Although Bae enjoyed the intellectual challenge of academic research, her desire to make a more immediate patient impact prompted her to first pursue a career in industry. She joined Tevard Biosciences, a biotechnology company developing RNA-based therapies for rare genetic disorders. At Tevard, she worked on treatments for Dravet Syndrome, a severe form of childhood epilepsy caused by mutations in the SCN1A gene.
“It was incredibly rewarding to be part of a team working on real therapies,” Bae said. “We weren’t just uncovering mechanisms; we were designing interventions that could change lives.”
When her husband’s job brought them to Illinois, she saw an opportunity to return to academia while still pursuing clinically relevant research. She joined the lab of biochemistry professor Auinash Kalsotra to study how myotonic dystrophy affects the liver—an underexplored aspect of the disease that has critical implications for drug metabolism and treatment effectiveness.
“Myotonic dystrophy is typically thought of as a muscular disorder, but we’re learning that it also disrupts liver function in ways that could impact how patients respond to medication,” she said.
“Understanding these effects is key to developing better treatments, not just for this disease but potentially for other RNA-based disorders as well.”
Dr. Bae’s background in both academia and industry has given her a valuable perspective on different career paths in biomedical research.
“A lot of young scientists feel like they have to choose one or the other—academia or industry—as if they’re completely separate worlds,” she says. “But in reality, there’s a lot of crossover. The skills you develop in one can be incredibly valuable in the other.”
She credits Dr. Kalsotra’s mentorship as instrumental in shaping her research approach and career trajectory. The fellowship from the foundation will provide her with resources to explore how RNA-based interventions could address the systemic effects of myotonic dystrophy.
Outside the lab, Dr. Bae finds balance through aerial arts, a passion she discovered while living in Boston.
“I started taking classes just for fun, but it quickly became something I really loved,” she said. “There’s something about the combination of strength, flexibility, and creativity that makes it incredibly rewarding.” Now in Champaign, she continues to practice aerial as an essential outlet for stress relief and self-expression.

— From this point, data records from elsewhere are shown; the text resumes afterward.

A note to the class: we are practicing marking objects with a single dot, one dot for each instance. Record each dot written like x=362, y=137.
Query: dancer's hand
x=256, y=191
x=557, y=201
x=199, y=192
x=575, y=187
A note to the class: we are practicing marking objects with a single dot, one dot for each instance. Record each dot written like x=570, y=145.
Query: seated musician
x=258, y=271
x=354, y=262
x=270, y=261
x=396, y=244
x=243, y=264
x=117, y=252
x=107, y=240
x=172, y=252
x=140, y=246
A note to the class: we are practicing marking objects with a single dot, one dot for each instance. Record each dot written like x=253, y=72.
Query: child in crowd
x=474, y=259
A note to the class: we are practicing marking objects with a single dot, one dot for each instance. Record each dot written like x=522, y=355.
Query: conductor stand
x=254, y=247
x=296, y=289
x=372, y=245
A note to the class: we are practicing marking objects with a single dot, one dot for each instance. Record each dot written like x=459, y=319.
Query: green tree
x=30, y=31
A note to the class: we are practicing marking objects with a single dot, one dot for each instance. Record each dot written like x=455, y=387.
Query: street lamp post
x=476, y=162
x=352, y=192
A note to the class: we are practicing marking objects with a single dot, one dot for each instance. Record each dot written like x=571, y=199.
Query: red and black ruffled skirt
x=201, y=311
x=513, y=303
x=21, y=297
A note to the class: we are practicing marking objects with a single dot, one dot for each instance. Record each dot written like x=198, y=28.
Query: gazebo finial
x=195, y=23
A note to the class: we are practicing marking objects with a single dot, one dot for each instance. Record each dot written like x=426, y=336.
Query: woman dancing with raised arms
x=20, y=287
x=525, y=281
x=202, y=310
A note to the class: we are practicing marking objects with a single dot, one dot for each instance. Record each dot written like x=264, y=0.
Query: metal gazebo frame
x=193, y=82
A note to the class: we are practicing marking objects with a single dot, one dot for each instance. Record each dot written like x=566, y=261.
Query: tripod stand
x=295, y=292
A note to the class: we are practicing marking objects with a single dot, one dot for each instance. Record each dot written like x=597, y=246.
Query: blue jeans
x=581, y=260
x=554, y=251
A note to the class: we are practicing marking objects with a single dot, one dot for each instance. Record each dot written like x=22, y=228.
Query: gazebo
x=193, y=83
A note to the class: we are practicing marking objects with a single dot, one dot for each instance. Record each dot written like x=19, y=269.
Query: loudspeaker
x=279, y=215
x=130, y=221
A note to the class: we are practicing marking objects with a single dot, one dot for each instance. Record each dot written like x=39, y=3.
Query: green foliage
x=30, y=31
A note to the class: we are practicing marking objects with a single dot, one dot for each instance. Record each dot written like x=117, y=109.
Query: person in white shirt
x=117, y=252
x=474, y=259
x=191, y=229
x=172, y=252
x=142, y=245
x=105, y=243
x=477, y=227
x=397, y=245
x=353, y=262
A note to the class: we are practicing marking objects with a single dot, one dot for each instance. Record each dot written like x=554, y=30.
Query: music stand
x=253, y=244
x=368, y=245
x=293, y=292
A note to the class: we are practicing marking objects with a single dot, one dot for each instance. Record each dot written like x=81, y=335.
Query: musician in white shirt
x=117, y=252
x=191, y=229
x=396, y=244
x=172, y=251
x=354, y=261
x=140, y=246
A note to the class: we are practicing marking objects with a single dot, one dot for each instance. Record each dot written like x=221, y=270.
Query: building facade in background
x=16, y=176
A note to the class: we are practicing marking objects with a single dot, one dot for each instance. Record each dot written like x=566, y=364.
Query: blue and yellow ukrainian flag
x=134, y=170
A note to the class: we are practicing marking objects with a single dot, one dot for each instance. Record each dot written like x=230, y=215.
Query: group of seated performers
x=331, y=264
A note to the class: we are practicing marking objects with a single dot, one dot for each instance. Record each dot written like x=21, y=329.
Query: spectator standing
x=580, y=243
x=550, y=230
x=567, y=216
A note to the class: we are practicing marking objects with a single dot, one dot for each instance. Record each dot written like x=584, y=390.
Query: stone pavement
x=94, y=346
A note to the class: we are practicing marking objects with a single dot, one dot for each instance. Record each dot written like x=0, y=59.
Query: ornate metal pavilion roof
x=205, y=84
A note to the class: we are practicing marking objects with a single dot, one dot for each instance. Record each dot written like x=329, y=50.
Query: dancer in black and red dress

Looking ahead, Dr. Bae said she is eager to contribute to the growing field of RNA-based therapeutics, with a focus on bridging the gap between basic research and clinical applications. She believes RNA medicine holds immense potential, as already seen with mRNA vaccines and breakthroughs on the horizon for antisense oligonucleotides to treat genetic disorders. And she is driven by the opportunity to be part of the next wave of discoveries that could revolutionize the field.